Cheapest shop in Nehru place that I know of is costtocost. There was a thread , warning users against costtocost. But I do all my computer shopping from there only as its cheap and they give the proper bill and everything. I don't know about buying laptops from costtocost though


----------



## Hrishi (Aug 9, 2012)

Man , that place has lots of possibilities for those willing to bargain.
I have purchased mine and couple of other laptops for friends from there and always found considerable price difference , so it would be really good to check couple of shops before buying.

Most of the times ,not all the big shops will offer cheaper price.

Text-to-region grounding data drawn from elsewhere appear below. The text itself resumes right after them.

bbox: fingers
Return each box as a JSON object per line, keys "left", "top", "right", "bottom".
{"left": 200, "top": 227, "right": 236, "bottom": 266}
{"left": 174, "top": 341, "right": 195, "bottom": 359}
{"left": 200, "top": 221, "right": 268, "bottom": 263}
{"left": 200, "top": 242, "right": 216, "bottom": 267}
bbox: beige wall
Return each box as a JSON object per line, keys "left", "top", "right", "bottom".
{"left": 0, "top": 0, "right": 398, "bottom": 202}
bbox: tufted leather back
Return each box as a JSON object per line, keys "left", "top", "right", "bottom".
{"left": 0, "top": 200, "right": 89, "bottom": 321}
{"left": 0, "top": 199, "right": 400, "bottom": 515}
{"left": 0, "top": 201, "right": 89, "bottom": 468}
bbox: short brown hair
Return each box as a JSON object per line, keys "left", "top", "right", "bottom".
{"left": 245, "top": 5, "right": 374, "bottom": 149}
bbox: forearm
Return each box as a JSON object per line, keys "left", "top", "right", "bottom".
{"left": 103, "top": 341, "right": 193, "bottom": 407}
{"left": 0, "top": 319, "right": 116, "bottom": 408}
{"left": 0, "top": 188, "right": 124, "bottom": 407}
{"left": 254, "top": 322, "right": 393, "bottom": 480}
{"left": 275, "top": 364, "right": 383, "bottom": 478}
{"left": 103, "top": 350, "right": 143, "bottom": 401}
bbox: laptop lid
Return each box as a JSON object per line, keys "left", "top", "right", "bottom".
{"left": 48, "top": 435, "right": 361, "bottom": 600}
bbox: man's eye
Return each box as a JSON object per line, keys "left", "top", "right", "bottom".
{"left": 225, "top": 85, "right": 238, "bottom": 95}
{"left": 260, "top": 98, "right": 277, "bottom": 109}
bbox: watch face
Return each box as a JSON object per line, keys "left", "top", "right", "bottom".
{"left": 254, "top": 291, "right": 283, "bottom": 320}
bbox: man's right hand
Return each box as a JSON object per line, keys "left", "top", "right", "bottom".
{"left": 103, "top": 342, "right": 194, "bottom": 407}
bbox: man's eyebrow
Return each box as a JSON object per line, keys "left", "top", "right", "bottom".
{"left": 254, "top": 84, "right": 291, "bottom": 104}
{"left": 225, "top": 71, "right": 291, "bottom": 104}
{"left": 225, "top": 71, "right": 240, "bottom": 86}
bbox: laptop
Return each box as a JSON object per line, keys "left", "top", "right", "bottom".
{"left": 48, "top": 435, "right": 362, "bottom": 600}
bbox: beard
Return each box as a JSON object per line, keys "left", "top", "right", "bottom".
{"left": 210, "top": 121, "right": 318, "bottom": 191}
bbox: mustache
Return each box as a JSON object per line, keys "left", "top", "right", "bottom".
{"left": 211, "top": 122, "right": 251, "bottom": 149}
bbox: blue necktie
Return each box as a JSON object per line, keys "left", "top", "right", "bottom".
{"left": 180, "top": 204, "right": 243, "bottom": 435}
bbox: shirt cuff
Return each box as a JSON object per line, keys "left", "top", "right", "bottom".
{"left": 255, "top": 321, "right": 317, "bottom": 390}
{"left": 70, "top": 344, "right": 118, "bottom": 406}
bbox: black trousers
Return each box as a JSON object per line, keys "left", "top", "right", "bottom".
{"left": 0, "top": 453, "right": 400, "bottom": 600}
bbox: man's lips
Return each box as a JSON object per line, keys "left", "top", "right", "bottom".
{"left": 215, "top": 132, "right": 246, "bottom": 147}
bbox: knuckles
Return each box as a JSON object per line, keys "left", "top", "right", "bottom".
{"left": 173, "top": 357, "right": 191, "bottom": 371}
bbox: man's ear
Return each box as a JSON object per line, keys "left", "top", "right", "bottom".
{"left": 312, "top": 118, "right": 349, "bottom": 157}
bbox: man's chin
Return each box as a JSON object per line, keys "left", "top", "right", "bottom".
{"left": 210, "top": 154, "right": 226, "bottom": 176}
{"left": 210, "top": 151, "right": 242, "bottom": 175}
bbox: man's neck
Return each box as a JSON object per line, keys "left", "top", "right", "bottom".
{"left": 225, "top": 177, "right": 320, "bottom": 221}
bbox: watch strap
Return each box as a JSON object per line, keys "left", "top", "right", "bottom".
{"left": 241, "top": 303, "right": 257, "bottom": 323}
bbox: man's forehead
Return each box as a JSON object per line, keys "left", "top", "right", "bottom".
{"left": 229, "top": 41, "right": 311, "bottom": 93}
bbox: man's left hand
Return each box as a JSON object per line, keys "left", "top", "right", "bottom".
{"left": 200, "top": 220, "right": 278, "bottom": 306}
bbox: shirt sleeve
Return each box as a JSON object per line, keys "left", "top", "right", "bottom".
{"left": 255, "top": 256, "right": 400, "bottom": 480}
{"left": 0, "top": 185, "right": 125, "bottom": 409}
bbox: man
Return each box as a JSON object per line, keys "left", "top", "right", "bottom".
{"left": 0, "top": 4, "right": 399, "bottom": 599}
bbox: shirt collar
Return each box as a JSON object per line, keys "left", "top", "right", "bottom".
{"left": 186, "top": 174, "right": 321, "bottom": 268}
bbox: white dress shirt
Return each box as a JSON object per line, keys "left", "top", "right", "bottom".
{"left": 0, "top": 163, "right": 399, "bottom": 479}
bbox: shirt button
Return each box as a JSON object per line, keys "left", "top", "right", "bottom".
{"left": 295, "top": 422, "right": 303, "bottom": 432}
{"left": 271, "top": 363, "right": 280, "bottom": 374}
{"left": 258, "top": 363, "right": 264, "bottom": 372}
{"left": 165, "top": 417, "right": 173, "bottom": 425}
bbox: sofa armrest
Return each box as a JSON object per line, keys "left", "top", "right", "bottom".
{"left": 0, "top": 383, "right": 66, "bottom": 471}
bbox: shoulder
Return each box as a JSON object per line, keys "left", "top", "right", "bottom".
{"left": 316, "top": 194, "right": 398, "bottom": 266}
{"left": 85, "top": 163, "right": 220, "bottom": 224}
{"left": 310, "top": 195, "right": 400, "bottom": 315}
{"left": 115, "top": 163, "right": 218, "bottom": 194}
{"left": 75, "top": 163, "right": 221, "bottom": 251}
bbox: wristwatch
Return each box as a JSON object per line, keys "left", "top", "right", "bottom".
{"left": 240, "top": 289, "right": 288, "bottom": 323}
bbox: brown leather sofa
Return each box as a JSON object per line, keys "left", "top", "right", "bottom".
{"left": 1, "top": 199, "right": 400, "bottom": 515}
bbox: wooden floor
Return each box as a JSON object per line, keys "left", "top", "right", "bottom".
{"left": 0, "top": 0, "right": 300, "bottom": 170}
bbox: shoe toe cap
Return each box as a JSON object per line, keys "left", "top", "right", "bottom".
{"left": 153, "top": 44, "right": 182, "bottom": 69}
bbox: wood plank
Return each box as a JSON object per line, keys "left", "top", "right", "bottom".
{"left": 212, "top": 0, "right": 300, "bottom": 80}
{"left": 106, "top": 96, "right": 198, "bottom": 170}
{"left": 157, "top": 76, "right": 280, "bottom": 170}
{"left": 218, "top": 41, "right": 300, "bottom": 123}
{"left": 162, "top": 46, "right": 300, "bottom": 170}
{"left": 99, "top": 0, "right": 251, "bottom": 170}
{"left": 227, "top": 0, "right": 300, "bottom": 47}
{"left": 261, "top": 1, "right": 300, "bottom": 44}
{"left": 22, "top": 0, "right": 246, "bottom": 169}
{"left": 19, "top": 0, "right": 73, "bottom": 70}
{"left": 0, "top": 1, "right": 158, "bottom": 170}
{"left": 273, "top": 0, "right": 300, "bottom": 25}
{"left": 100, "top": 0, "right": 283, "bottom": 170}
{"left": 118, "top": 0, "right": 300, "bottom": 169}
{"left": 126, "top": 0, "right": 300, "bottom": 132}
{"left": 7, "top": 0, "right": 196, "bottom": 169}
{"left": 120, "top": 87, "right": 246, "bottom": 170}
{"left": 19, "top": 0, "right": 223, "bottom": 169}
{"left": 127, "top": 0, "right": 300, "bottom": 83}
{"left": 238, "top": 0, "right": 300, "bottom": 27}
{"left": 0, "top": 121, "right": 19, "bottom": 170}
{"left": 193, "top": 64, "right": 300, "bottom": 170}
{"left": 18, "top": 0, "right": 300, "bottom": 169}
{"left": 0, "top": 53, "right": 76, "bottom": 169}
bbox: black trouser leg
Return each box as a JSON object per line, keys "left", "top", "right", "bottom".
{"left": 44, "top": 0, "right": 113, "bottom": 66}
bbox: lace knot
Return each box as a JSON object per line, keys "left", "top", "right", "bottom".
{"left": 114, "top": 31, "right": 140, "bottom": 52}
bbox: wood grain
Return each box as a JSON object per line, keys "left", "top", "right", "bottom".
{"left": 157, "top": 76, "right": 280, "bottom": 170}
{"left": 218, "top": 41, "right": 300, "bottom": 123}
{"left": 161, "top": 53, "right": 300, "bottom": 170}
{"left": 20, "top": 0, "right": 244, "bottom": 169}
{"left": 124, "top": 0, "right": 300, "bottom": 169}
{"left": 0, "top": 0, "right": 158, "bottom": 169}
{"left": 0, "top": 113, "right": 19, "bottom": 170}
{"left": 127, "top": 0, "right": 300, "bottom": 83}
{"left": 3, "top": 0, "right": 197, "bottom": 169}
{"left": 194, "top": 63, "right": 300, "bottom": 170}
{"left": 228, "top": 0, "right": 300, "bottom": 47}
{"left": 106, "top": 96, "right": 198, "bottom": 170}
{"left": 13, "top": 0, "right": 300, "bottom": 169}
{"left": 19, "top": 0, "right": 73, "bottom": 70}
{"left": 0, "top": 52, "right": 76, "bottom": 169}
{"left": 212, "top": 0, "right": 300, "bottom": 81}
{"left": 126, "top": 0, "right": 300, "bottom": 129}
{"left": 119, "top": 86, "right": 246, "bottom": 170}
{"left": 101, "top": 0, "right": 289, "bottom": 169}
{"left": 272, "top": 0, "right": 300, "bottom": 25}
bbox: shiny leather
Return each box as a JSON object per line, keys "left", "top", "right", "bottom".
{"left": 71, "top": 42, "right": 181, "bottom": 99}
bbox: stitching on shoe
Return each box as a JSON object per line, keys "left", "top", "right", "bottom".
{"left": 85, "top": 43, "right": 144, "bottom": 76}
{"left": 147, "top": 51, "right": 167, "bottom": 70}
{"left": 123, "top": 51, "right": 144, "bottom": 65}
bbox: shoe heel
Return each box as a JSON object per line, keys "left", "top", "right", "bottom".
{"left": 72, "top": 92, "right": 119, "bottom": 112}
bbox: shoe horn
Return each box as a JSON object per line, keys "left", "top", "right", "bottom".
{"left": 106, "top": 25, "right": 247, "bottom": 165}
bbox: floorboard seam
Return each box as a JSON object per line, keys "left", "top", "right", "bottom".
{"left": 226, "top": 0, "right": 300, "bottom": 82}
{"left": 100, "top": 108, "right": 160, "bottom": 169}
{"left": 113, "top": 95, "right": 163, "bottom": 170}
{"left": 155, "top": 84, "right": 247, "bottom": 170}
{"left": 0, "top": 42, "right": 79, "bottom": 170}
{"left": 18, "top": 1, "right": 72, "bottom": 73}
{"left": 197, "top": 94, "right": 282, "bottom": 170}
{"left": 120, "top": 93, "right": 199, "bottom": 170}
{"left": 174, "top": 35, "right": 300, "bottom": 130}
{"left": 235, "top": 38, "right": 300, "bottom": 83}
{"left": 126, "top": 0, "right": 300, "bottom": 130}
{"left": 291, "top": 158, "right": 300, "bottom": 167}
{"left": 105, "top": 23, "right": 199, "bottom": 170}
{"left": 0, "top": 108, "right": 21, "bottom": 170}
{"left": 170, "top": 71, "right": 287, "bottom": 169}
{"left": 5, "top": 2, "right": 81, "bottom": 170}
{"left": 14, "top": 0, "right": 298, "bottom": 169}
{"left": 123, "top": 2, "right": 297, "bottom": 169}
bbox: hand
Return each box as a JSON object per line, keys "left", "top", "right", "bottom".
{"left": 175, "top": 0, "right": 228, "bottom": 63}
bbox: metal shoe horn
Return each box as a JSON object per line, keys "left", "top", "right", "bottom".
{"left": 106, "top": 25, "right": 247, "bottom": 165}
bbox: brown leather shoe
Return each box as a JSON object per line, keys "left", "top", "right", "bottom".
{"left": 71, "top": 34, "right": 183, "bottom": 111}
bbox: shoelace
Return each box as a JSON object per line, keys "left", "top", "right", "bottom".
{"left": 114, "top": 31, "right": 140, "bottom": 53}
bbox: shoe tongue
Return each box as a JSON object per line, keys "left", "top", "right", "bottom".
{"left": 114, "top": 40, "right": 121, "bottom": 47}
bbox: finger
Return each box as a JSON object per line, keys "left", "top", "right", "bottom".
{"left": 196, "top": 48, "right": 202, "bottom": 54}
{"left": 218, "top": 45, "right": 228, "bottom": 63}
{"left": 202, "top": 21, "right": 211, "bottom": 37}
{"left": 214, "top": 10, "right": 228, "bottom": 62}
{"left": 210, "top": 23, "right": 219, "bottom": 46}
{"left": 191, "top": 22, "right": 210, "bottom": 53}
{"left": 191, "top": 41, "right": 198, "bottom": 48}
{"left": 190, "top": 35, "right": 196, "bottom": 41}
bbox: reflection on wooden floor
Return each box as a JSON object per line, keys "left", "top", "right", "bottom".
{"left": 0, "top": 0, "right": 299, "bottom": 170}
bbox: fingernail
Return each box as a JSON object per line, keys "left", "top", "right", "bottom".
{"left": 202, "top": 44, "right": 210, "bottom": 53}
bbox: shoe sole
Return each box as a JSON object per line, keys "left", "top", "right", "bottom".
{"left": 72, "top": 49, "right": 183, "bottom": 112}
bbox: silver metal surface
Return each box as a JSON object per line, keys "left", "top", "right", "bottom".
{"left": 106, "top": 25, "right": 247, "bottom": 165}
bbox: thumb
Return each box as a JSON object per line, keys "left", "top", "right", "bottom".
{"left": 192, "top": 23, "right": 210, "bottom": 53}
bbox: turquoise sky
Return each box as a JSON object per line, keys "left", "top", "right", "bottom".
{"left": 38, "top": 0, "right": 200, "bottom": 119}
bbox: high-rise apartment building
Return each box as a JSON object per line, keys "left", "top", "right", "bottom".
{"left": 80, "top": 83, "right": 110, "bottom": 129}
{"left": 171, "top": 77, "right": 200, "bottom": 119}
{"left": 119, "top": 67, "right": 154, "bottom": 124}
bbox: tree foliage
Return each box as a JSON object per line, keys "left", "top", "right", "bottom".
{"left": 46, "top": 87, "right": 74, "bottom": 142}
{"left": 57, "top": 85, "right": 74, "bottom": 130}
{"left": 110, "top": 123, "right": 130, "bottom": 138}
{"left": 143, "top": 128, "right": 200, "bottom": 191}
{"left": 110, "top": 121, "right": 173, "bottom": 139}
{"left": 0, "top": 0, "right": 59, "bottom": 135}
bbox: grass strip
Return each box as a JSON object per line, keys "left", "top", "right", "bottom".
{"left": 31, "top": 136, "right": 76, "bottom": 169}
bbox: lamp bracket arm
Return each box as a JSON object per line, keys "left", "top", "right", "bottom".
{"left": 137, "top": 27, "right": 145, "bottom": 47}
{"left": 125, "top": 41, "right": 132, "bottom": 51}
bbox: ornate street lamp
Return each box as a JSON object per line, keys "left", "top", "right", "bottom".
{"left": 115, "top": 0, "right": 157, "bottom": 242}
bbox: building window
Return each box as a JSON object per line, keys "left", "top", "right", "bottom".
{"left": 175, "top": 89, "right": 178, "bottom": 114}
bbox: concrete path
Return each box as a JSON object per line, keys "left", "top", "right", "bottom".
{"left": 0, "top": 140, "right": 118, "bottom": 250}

AFAIK , about cost to cost , it really offers a very good price but I am pretty sure they don't sell laptops.
Cost to cost is my first preference when it comes to Dekstop peripherals.


----------



## digitaltab (Aug 9, 2012)

and cheaper than cost to cost is COMPUTER EMPIRE , i doubt if they sell laptop but for desktop hardware and laptop accessories, this is good.


----------



## Faun (Aug 9, 2012)

Don't fall to the sweet tongue of sellers there


----------



## sam9953 (Aug 9, 2012)

Plus guys can you tell me about those shops which are good and cheap and SELL LAPTOPS.


Faun said:


> Don't fall to the sweet tongue of sellers there



Can I ask what do you mean by that?


----------



## Faun (Aug 9, 2012)

^^Go with a list of what you want to purchase with expected price. Do not give in to other offers by the sellers. They only offer or recommend product where they have higher profit margins.


----------



## sam9953 (Aug 9, 2012)

Faun said:


> ^^Go with a list of what you want to purchase with expected price. Do not give in to other offers by the sellers. They only offer or recommend product where they have higher profit margins.



Ah okay, you have said it pretty clearly. Thanks.


----------



## asingh (Aug 10, 2012)

All the laptop brands have show rooms there.


----------



## sam9953 (Aug 10, 2012)

asingh said:


> All the laptop brands have show rooms there.



But I am sure these showrooms will offer me a higher price for the same product which I can get from these small shops or private authorised dealers.


----------



## Hrishi (Aug 10, 2012)

sam9953 said:


> But I am sure these showrooms will offer me a higher price for the same product which I can get from these small shops or private authorised dealers.



Much higher...  atleast 1k bucks or more.
But for satisfactions , people tend to spend more .


----------